Luther’s reply to the rest of Erasmus’ objection concerning the reality of the bound will is even bolder. Who will try and reform his life? Luther’s reply: “Nobody! Nobody can! God has no time for your practitioners of self-reformation, for they are hypocrites. The elect, who fear God, will be reformed by the Holy Spirit” (Bondage, 99). Who will believe that God loves him? Answer: “Nobody! Nobody can! But the elect shall believe it and the rest shall perish without believing it, raging and blaspheming, as you describe them” (Bondage, 99). What about the flood-gate of iniquity that is opened by this doctrine? Luther’s reply: “So be it. Ungodly men are part of that evil leprosy aforementioned, which we must endure.

Nevertheless, these are the very doctrines which throw open to the elect, who fear God, a gateway to righteousness, an entrance into heaven, and a road to God!” (Bondage, 99). While Erasmus objects to the lack of action the doctrine of the bound will impose on people, Luther doubles down on the fact that our action has nothing to do with God’s saving work. Luther repeatedly shows that he won’t let fear - or human reason alone - sway him. Instead, his will is captive to the word of God alone as the foundation of doctrine and life.

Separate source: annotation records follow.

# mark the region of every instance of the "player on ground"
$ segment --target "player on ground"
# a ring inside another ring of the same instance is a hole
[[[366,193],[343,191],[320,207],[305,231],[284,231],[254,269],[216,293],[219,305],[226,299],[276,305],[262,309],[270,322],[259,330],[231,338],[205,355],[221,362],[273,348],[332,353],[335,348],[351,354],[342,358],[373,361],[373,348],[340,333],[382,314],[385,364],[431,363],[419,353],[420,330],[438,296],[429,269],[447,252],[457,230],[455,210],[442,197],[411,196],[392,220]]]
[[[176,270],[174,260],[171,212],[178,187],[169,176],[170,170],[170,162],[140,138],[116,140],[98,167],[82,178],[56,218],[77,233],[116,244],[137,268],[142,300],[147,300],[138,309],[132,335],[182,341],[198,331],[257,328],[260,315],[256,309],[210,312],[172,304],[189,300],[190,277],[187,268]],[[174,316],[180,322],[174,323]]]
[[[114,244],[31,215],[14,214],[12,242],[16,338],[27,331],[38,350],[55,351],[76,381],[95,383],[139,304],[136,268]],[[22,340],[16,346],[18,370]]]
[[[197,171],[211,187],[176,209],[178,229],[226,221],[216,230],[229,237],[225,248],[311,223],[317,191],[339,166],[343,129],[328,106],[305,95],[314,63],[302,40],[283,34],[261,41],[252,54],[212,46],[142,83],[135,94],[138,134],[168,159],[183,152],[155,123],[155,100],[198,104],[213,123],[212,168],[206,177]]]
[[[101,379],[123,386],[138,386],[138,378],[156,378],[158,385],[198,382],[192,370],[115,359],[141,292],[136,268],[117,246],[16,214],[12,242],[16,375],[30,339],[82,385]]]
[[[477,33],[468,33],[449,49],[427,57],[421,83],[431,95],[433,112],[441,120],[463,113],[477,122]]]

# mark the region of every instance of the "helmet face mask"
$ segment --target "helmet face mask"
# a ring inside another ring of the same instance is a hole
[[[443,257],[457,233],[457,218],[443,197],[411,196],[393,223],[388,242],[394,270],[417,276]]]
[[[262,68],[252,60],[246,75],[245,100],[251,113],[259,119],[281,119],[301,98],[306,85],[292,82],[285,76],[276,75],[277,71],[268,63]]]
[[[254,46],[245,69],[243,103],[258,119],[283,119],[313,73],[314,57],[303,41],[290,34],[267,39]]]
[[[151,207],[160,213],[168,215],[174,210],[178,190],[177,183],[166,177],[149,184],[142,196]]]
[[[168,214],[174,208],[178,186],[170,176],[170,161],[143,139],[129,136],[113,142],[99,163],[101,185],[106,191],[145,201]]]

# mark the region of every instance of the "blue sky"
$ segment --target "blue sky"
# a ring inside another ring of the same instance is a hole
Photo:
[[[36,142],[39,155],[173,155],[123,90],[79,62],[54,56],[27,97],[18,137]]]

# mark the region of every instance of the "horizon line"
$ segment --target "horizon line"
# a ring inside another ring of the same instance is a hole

We see in all three of these replies how the bondage of the will shapes Luther’s view of works and the gospel. For Luther, you have just as little to do with your sanctification as you do with your justification. “The fear of God claims of us everything” and “all good in us is to be ascribed to God,” not our efforts of self-reformation (Bondage, 78). We hear this even more succinctly in Luther’s Small Catechism explanation of the third article of the Creed. Here he confesses, “I believe that I cannot...believe in Jesus Christ...or come to him; but the Holy Spirit has called me by the Gospel, enlightened me with His gifts, sanctified and kept me in the true faith.” The Holy Spirit is the one who calls, gathers, and sanctifies while we ourselves are powerless to do so. In this way, the Holy Spirit also works in us true humility which Luther says is only achieved when the Christian has despaired of everything in him/her and clings to Christ and his work alone.

The Holy Spirit is the one who calls, gathers, and sanctifies while we ourselves are powerless to do so.

This being said, we can sympathize with Erasmus because God doesn’t operate in ways that we would necessarily expect. To address this concern, Luther notes that the work of God is always hidden under the form of opposites. “When God quickens, He does so by killing; when He justifies, He does so by pronouncing guilty; when He carries up to heaven, He does so by bringing down to hell” (Bondage, 101). The work of God may look like darkness or, indeed, lawlessness; it even looked like a Jewish heretic who preached and taught as if he was God himself and was crucified as a criminal outside of Jerusalem. But faith pierces the darkness and sees the light of God’s promise revealed in Scriptures. As Luther wrote of Abraham in his commentary on Genesis, “With closed eyes, he hid himself in the darkness of faith, and there he found eternal light.” In the eternal light of faith in Christ, we find comfort and assurance in the fact that we are not responsible for our own salvation and life, but these depend wholly on another who is greater than us. We are completely in the arms of Christ, and it’s here where we find rest from all of our travails and worry.